第18章 多谢成全-《三国:开局黄巾渠帅,掳夺二乔》

  鲁肃青袍已被冷汗浸透,江风拂过,寒意刺骨。

  “子敬先生。”

  廖化见他呆立不动,出声唤道。

  “咕。”

  鲁肃咽了口唾沫,回头望向那紧闭的帅帐,嗓音干涩:“王将军气度慑人,似有吞吐山河之势,方才只是……一时心神震动。”

  “那是自然。”

  廖化叹息道:“谁能想到,主公当年也不过是个懵懂少年。

  自从老将军离世后,他独自撑起这支军队,一路走到今日。”

  “是啊……”

  鲁肃心中翻涌着荒谬之感。

  一个十八岁的少年统帅,竟已执掌千军万马;而那个被他轻视的孙策,也不过十九岁。

  这乱世之中,英雄何其年少。

  豫章之地,群雄并立,一方盘踞已久,一方初离袁术之营。

  相较之下,孙策与王炅之间差距明显,更为棘手的是,这不单是谋略上的落差,更在于气势与威严的悬殊。

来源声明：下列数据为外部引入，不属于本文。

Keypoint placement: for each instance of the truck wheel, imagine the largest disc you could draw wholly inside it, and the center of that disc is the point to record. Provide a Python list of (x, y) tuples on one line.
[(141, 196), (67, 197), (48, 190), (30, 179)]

  孙策固然年少有为,锋芒毕露;而王炅却如渊渟岳峙,令人不敢逼视。

  船抵渡口。

  一袋袋粟米、豆类陆续卸下,分类堆放,逐一称量。

  直到日正当中,鲁肃与廖化才将粮货清点完毕。

  “将军。”

  鲁肃翻阅账册,禀报:“此次运来千石粮食,按市价每石二百钱计,共值二十万钱。”

  “数目尚可,但不算宽裕。”

  廖化点头道:“我即刻传信海昏,请户部调拨钱币,不过往返需十余日,先生恐怕得在江东过年了。”

  “无妨。”

  鲁肃拱手应下。

  忽而,廖化问道:“你们临淮鲁家,家中存粮颇丰?”

  鲁肃轻笑:“谈不上多。

  族中有两座大仓,各容三千石,加上今岁新收,倒也能匀出五千石出售。”

  “哦?”

  廖化目光微动。

  豫章虽安,百姓亦已授田,然征兵两万之后,财政吃紧。

  粮税尚未回笼,须待来年秋收,军中粮秣因而并不宽绰。

  黄齐更是屡次写信责备第一军团耗费过巨。

  “还要添购?”鲁肃不禁发问。

  廖化颔首:“我会派人前往接洽,只望先生这边能稍作让利。”

  鲁肃略显疑惑,望向帅帐方向:“将军不能定夺?”

  “能。”

  廖化摇头,“但赤壁军制度森严,粮饷收支皆有专司,主公从不越权干预。”

  “如此也好。”鲁肃点头称是。

  ……

  年关将近。

  腊月二十九。

  乔蕤遣人押送二十万钱至彭泽大营。

  营帐内,鲁肃的随从正在核对钱币。

  乔舜居主位而坐,举杯相敬:“子敬先生,某现任户部司储主事,掌赤壁全军粮草出入及赋税征收。”

  “乔主事。”

  鲁肃连忙举杯回礼。

  酒过三巡,乔舜开口问道:“听元俭将军提及,贵族尚有五千石余粮可售,不知是否属实?”

  “不敢欺瞒。”

  鲁肃苦笑答道。

  乔舜抚须沉吟:“如今市价二百钱一石,似略高了些。

  闻幽州今年丰收,谷价仅三十钱。

  此番采购五千石,能否酌情减价?”

  “多少?”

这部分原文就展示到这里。